It Would Never Have Happened Without CDM. (Honest)
By Liam Salter 1 June, 2010
Carbon expert, Liam Salter tells us why CDM’s rules for catching ‘non-additional’ projects are not working.
I was chatting with colleagues recently about a small Chinese hydropower project they had invested in. Plans were proceeding well and the plant was due to start generating soon. They had been approached on separate occasions by two well-known CDM project developers offering to ‘CDM-ise’ their project. The CDM developers would prepare all the project documentation for a split in the carbon revenue stream with the hydro project owner. From the owner’s perspective this was obviously a commercial no-brainer – little risk, almost no costs and a chance to earn a little extra revenue. From the CDM perspective however this project ought to be illegal– the plant generates offsets allowing western companies to increase pollution, without changing anything on the ground in China.
The problem is that the CDM’s rules for catching ‘non-additional’ projects – or those that would have happened anyway – aren’t working, making it profitable for some CDM developers to trawl the market for projects at or close to completion and attempt a last gasp CDM retrofit.
Recently analysts have reached the conclusion that the number of non-additional projects could be substantial. Research by the Oeko Institute suggested that additionality was ‘unlikely or questionable’ for 20% of the credits issued through the CDM (this is not just a China problem). Other critics have pointed to the Chinese wind sector noting that the industry originally took off with strong government support, without projects receiving carbon credits, yet by 2009 over 70% of Chinese wind farms were claiming carbon reductions. In other words if additionality were to be held true then without the CDM, the Chinese wind industry would be about 30% of its current size. Most mainstream analyses of the Chinese wind market give scant attention to the role of carbon finance.
Hydropower is similar to wind – capital intensive, comparatively low carbon income relative to investment costs and with an even stronger pre-carbon finance track record – over 155GW of small and large hydro plant had been built by 2005 without a carbon credit in sight.
Project developers can get away with non-additionality because the rules laid out by the Executive Board (EB) do not mandate sufficiently detailed analysis and reporting on additionality issues. The EB guidance also makes things tough for the validators – companies who have to assess the proposed CDM methodology against the EB guidance – because the rules do not require them to interrogate the project developers’ claims in sufficient depth.

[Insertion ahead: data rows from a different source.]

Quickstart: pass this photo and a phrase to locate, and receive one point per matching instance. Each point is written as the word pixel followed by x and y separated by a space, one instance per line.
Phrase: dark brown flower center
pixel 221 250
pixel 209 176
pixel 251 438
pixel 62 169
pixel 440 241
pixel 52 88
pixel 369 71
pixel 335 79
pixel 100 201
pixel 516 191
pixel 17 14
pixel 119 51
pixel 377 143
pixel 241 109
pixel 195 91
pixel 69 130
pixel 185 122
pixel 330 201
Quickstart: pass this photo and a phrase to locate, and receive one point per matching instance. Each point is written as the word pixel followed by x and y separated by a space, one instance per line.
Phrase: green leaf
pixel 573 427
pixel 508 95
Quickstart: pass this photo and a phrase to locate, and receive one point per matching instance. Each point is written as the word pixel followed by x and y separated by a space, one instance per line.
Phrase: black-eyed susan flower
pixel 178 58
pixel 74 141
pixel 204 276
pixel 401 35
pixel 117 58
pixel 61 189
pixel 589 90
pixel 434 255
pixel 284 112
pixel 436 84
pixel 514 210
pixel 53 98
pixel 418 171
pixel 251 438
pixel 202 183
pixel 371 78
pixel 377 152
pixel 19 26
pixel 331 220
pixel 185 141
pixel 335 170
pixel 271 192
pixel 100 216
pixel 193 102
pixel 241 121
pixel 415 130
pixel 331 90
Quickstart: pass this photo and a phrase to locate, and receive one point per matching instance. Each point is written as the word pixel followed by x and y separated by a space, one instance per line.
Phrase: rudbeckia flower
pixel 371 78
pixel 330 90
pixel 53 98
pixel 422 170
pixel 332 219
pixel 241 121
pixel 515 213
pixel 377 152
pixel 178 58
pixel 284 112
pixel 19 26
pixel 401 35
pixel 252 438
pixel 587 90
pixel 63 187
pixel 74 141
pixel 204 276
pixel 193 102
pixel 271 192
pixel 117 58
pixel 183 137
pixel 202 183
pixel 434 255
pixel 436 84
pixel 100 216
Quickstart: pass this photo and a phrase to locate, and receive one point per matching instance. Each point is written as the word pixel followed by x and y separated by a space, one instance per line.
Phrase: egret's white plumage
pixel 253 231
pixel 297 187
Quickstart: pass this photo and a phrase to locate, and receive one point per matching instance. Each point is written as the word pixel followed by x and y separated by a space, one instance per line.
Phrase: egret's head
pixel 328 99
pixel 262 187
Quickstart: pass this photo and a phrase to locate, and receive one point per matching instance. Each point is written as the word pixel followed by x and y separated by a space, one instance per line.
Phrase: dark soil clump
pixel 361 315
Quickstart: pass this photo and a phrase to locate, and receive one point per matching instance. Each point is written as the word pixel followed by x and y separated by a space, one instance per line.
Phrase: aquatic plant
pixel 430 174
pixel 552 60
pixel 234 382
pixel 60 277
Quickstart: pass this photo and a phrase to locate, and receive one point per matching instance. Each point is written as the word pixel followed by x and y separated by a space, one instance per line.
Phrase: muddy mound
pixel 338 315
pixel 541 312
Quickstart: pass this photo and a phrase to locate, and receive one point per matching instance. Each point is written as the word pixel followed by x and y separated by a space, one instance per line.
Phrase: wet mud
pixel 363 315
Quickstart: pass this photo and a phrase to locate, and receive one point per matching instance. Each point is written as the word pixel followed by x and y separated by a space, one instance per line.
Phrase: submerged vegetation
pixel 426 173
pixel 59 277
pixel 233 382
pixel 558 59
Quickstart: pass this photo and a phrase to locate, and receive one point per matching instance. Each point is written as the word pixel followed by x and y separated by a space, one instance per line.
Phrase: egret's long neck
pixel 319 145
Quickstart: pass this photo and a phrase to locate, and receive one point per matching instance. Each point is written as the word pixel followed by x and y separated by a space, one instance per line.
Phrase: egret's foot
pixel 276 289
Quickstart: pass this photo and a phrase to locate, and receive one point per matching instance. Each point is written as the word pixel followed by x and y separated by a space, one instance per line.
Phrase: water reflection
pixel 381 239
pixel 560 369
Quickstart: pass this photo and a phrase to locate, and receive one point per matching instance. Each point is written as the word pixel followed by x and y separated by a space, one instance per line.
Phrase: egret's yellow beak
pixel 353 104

Additionality is usually conducted by assessing the economic feasibility of the project with or without carbon credits or by presenting an argument that barriers exist preventing the project moving forwards which the CDM then helps remove.
However Oeko’s study indicates that many project developers are not providing sufficiently detailed data for additionality to be properly evaluated. For example details on the assumptions behind financial data used to demonstrate economic non-viability without carbon finance are often not disclosed. Barriers cited as preventing project development are often outlined in general terms without adequate substantiation – the Oeko study observed that 43% of sampled projects do not provide detailed evidence to justify claims that barriers are material to CDM project development.
On a technical level therefore the additionality assessment could be improved considerably by reviewing and revising the rules by which it is implemented and making reporting requirements more detailed and explicit, whilst providing validators with clearer instructions on how to assess this extra data.
In practice – although the market has been aware of the additionality problem for some time – neither the EB nor national governments have moved to address it. The result is eroding confidence in the credibility of the CDM as a toll for driving genuine emissions reductions and new markets for clean technology. With the European Union now considering discounting CDM credits before accepting them into the European Emissions Trading Scheme, and eligibility of CDM in a future US market unresolved, the CDM is politically increasingly vulnerable.
Its detractors however are not sufficiently acknowledging the upside of the CDM, which can be significant, although harder to spot. For a start there are still many good projects that generate real carbon reductions. The CDM has also introduced China to the idea that cutting carbon can provide commercial benefits, building capacity in government as well as supporters in the private sector, academia and NGOs supporting the introduction of further measures to tackle the issue.
Because it involves a detailed understanding of the principles of carbon accounting, the CDM has also built skill sets and an entrepreneurial community that will be invaluable as China develops a deeper carbon management sector (our company frequently seeks people with CDM experience, when recruiting for our corporate carbon footprinting team).
Finally the CDM mandates levels of transparency and consultation that are considerably higher than many standard energy projects. Through the carbon stream, it provides an opportunity to leverage western buyers to require extra qualifications from the projects they source from – for example the Gold Standard or World Commission on Dams certification. Without the CDM many projects – and not least Chinese hydropower projects – will still happen, but will drop below the radar making tracking and demanding standards and accountability even harder to achieve.
The balance is difficult to ascertain and many commentators have specific axes to grind, which does not help holistic analysis. If it continues unaddressed the additionality problem – because of its scale and the core-mission nature of the failure – could prove pivotal to the CDM’s political future.